В моем любимом особнячке на Шаболовке всегда шумела молодежь, обсуждая свои дела и веселясь; на столе сама собой появлялась какая-то еда, живущая там вперемешку с чистыми и грязными тарелками; дед дымил «Беломором» и читал вечную «Правду», неразлучная с ним кошка терлась о дедовы ноги в валенках и довольно урчала.
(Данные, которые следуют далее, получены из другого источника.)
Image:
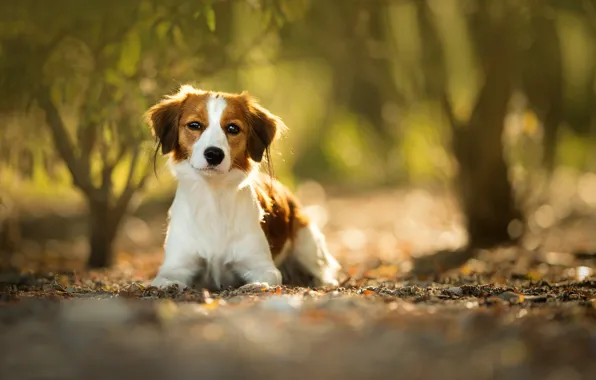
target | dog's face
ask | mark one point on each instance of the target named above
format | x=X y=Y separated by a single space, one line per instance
x=214 y=132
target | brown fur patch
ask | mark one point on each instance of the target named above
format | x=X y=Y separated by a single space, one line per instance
x=283 y=214
x=169 y=121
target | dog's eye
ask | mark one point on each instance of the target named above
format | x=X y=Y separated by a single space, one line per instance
x=233 y=129
x=195 y=126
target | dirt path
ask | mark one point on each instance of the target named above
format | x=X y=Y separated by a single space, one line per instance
x=523 y=313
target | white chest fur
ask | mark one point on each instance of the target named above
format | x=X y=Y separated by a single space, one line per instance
x=214 y=235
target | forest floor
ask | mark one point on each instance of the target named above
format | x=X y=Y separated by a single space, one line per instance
x=512 y=313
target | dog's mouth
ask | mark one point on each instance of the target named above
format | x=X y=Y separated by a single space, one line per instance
x=209 y=170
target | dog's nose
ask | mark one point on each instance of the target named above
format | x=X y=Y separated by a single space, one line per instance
x=214 y=156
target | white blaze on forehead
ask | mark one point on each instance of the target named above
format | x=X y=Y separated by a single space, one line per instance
x=214 y=135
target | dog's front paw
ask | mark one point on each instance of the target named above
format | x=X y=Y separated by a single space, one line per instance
x=254 y=287
x=164 y=283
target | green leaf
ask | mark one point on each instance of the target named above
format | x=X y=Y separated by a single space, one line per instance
x=210 y=17
x=162 y=29
x=130 y=54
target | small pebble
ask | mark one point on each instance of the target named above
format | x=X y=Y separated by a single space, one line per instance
x=456 y=290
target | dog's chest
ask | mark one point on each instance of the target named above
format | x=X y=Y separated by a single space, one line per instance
x=212 y=222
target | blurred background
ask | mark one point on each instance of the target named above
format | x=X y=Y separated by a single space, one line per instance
x=414 y=125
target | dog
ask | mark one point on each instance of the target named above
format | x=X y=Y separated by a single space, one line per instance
x=231 y=225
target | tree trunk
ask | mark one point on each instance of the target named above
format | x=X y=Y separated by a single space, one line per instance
x=486 y=193
x=103 y=227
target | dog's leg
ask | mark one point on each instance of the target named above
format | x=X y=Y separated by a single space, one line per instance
x=180 y=266
x=253 y=261
x=310 y=250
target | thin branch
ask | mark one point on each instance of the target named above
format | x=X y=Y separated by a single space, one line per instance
x=62 y=141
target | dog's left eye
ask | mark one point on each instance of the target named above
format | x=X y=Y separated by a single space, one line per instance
x=233 y=129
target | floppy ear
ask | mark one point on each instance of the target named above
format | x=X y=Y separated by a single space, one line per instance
x=163 y=119
x=264 y=126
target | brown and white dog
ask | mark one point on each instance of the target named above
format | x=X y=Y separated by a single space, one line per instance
x=229 y=224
Бабушка, в неизменном байковом халате, не обращая внимания на этот караван-сарай, читала «Новый мир» или листала любимый «Огонек». Все это бурлило под аккомпанемент непрестанно бубнящей, никогда не выключаемой черной тарелки радио. Сейчас из такого бедлама я бы убежала без оглядки, а в детстве дом бабушки для меня всегда был чем-то теплым, интересным и очень добрым; в нем дышалось вольно и беспечно; через его окошки я узнавала — какой он, мир».
Астролог закрыл дневник и повернулся к компьютеру, потирая от нетерпения руки. Но, не тут-то было! Плутон накрепко слился с клавиатурой. Спихнуть отяжелевшего сонного кота со стола было уже невозможно, поэтому мастер решил обойтись без умной техники и построить радикс по старинке, вручную. Продлевая удовольствие от скорого погружения в любимое дело, он начал медленно готовиться к работе. Эфемериды и справочники искать не пришлось, они всегда были под рукой; девственно чистые листы бумаги манили и искушали. Астролог остро заточил цветные карандаши, достал любимый циркуль и на минуту прикрыл глаза. «Господи! Позволь мне раскрыть гороскоп человека во благо его. Помоги не коснуться судьбы, не навредить, не ограничить личную волю. Но открыть главное в жизни, найти точки силы и намеченный Путь. Укрепи во мне принцип невмешательства и уважение к выбору человека, каким бы он ни был».